О рыбалке, об охоте после Евгения Ивановича добавлять нечего. Скажу только — на охоту с Василием Гавриловичем и сын наш ходил, Роман, лет с пятнадцати. Отец с ним был строг. А ко мне Рома льнул, хотелось ему ласки. Перед войной он уже в университете учился, на физмате.
Теперь вернусь немного назад. Умерла мать Василия Гавриловича, и отец с тридцать пятого года жил с нами. Старичок по характеру замкнутый. Худой, подвижный, очень аккуратный. Усы всегда подстрижены, бородка клинышком. В восемьдесят лет дрова колол, за коровой навоз убирал.
А в сороковом году парализовало у него ноги. Слег мой свекор. Я его обихаживаю, Василия Гавриловича не допускаю. Благо больной терпеливый, значит, и мне терпимо.
Тут, осенью сорок первого, и случилось... Пошла я вечером корову доить, а свекор в окно зовет: «Вернись скорей, я не знаю, что с ним, отчего так страшно кричит».
Я вбежала в комнату. Вижу, Василий Гаврилович разложил на столе все карточки сына, Романа, от малых лет до университета, и вопит, рыдает над ними. Я рывком сдвинула карточки в ящик стола, замкнула его, ключ в карман положила. Потом похоронную у него еле отобрала. Почти ослепшая от слез прочитала: «...Пал смертью храбрых под Ржевом». Плакать себе запретила. Надо было последнего, самого родного человека спасать — Василия Гавриловича.
Спасла нас работа. Она тем военным летом и на детские плечи легла. Василий Гаврилович со школьниками еще с начала жатвы с поля не уходил. А теперь и я оставлю больного под присмотром старухи соседки и все с мужем, все с ним рядом... Тут мы с Матреной Федоровной очень сблизились. У нее муж был на фронте, дома сын маленький, а на ней такая работа и ответственность — за людей, за хлеб, за машины. Директором эмтээс она была. И настоящий человек, находила для осиротевших душевное слово.
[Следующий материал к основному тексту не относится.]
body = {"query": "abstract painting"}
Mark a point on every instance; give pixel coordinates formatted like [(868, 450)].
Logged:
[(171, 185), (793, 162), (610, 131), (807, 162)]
К зиме немного пришел в себя Василий Гаврилович, но старался больше на людях быть, если не в школе, то в колхозе. А я каждый день после школы возле свекра. В начале сорок второго, восьмидесяти шести лет от роду, он умер.
Продолжение рассказа Валентины Николаевны:
— Василий Гаврилович смолоду был очень взрывчатый и упрямый. Об этом мало кто догадывался, потому что на людях он умел брать себя в руки. А дома, если что не по нем, такую бурю устроит — небо на землю рушится. Я знала, что буря эта на пять минут, и выработала свою тактику: он кричит, гремит, а я сделаюсь совсем немая, как рыба. Когда вижу, выдохся его запал, начинаю тихонько уговаривать: «Ну что ты, Вася, успокойся. Все будет по-твоему. Все, как ты хочешь...»
После иногда и к моим доводам прислушивался, но редко. Больше все решал сам.
Трудный человек для семейной жизни. Думаю, никакая другая женщина с ним не ужилась бы. С годами вспыльчивость умерилась, но после гибели сына у Василия Гавриловича нервы становились подчас как оголенные провода. Кажется, прикоснись — обуглишься, и сам он сгорит дотла.
На сорок первом году совместной жизни впервые вышел у нас с ним крайний разлад. И хоть пришлось мне вначале подчиниться его воле, скоро стало ясно, кто был прав.
Умерла в Мелитополе моя мать. Отец прислал жалкое и жалостное письмо: «Не покиньте меня, старого, безнадзорного». Детками нас, почти семидесятилетних, нарекает, зовет жить к себе.